As sanções já adotadas contra a Rússia pela União Europeia e os Estados Unidos são "inaceitáveis" e "terão consequências", reagiu o ministro russo das Relações Exteriores, Serguei Lavrov, em uma conversa por telefone com seu homólogo americano, John Kerry.

Antes, a chanceler alemã, Angela Merkel, havia considerado a incorporação da Crimeia à Rússia "contrária ao direito internacional" e Londres anunciara a suspensão da cooperação militar com a Rússia, incluindo as licenças de exportação em curso.

O presidente americano, Barack Obama, pediu aos líderes do G7 e da União Europeia que se reúnam na semana que vem em Haia, durante a cúpula sobre segurança nuclear, para debater a situação na Ucrânia.

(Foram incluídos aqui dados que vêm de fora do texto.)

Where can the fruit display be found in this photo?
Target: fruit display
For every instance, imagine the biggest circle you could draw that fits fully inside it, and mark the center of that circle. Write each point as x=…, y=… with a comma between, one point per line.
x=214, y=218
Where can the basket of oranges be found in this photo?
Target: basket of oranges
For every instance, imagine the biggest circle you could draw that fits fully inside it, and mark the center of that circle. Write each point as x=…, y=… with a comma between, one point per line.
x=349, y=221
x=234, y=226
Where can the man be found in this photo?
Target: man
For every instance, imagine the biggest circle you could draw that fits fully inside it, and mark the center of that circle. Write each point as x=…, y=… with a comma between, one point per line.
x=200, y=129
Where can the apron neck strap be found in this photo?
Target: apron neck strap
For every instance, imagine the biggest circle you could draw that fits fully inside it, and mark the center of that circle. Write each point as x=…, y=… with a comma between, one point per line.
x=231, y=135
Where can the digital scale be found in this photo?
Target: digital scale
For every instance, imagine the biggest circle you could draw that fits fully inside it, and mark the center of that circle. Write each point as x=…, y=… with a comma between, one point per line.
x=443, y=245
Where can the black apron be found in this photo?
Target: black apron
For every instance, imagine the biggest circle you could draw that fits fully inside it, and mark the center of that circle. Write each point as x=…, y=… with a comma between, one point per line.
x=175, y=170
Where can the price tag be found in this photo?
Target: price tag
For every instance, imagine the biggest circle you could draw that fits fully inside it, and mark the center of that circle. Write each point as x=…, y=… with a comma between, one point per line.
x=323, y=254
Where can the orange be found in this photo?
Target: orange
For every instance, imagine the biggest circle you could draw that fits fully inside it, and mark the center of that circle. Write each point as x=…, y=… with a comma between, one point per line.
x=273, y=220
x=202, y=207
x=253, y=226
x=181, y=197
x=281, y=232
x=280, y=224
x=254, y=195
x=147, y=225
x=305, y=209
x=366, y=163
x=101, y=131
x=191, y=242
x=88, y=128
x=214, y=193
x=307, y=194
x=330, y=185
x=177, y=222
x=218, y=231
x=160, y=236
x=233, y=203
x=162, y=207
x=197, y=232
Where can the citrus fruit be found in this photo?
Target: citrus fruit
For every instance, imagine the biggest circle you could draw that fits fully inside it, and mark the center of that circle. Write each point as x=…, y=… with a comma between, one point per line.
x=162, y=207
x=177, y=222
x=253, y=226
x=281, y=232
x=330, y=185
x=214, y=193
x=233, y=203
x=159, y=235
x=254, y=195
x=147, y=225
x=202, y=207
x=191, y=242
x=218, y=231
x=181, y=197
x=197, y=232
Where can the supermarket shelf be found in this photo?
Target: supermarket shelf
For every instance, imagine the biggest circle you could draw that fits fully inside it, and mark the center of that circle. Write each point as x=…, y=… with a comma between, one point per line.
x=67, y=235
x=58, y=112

O secretário-geral da ONU, Ban Ki-moon, manifestou sua "crescente preocupação" com a Ucrânia e defendeu sua integridade territorial, mas sem condenar claramente a decisão de Putin de incorporar a Crimeia à Rússia.

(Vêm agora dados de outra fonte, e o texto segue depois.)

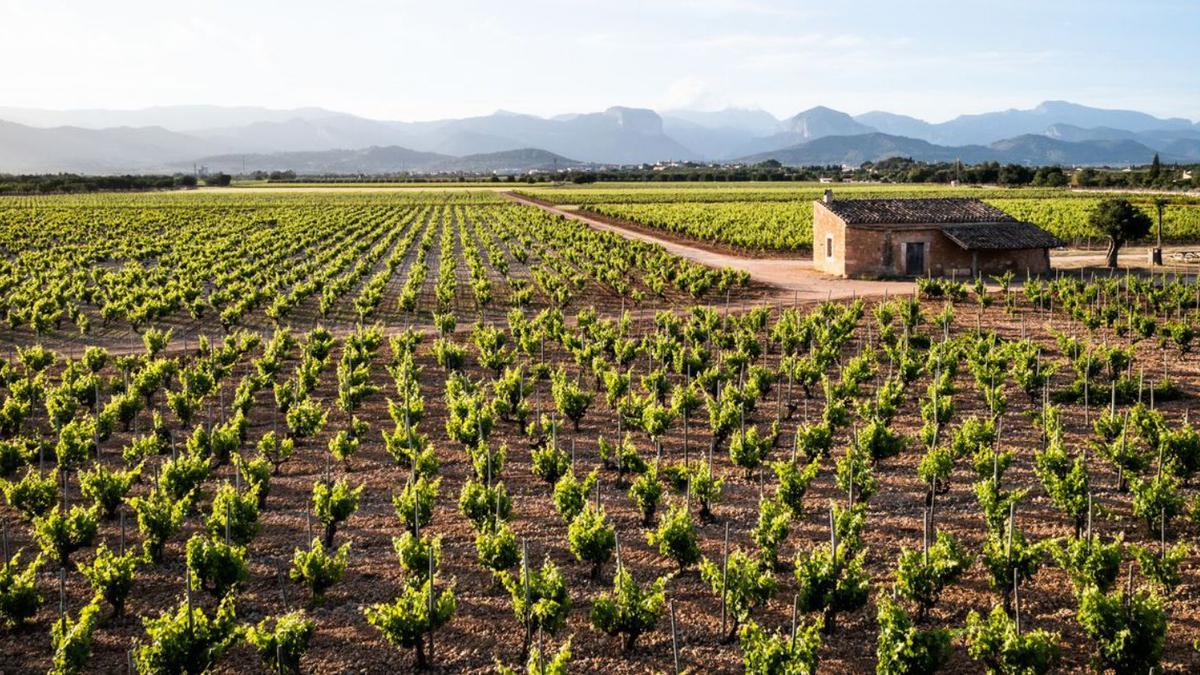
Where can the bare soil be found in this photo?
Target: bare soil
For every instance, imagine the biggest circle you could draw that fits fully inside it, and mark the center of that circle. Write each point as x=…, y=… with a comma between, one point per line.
x=484, y=629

Crimeia ;parte inseparável da Rússia;

O tratado desta terça aconteceu após uma avalanche de anúncios feitos na segunda-feira pelas autoridades da Crimeia, que em poucas horas anunciaram a independência da Ucrânia, o pedido de união com a Rússia, a dissolução das unidades militares ucranianas em seu território, a adoção do rublo e a passagem para o fuso horário de Moscou no dia 30 de março.

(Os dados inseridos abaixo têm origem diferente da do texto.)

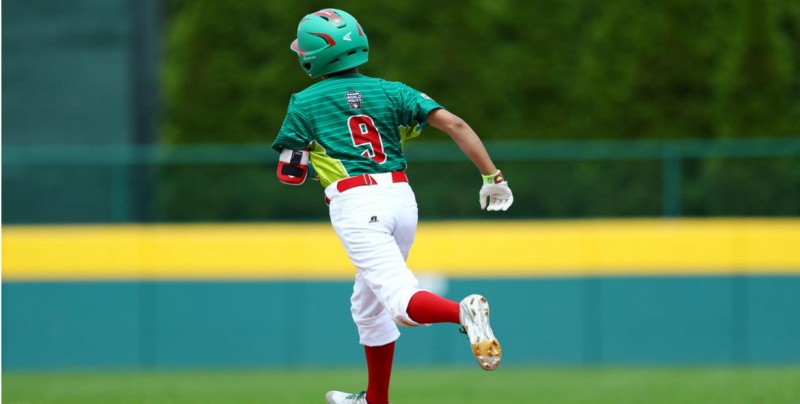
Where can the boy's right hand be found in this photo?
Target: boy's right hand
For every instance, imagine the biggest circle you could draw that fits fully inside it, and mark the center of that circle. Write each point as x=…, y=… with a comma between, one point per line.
x=495, y=189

As autoridades locais anunciaram essas medidas amparadas pelo êxito incontestável do referendo de domingo, quando quase 97% dos crimeios que foram às urnas votaram pela volta à Rússia e por não se submeterem mais ao governo de Kiev, liderado por pró-europeus desde a destituição do presidente pró-russo Viktor Yanukovytch, no último 22 de fevereiro.

Antes da assinatura do tratado, Putin fez um discurso carregado de patriotismo, no qual proclamou que "no coração e na consciência do povo, a Crimeia era e continua sendo uma parte inseparável da Rússia".

O mandatário russo criticou a decisão tomada pelo líder soviético Nikita Kruschev, que em 1954 entregou a Crimeia à Ucrânia.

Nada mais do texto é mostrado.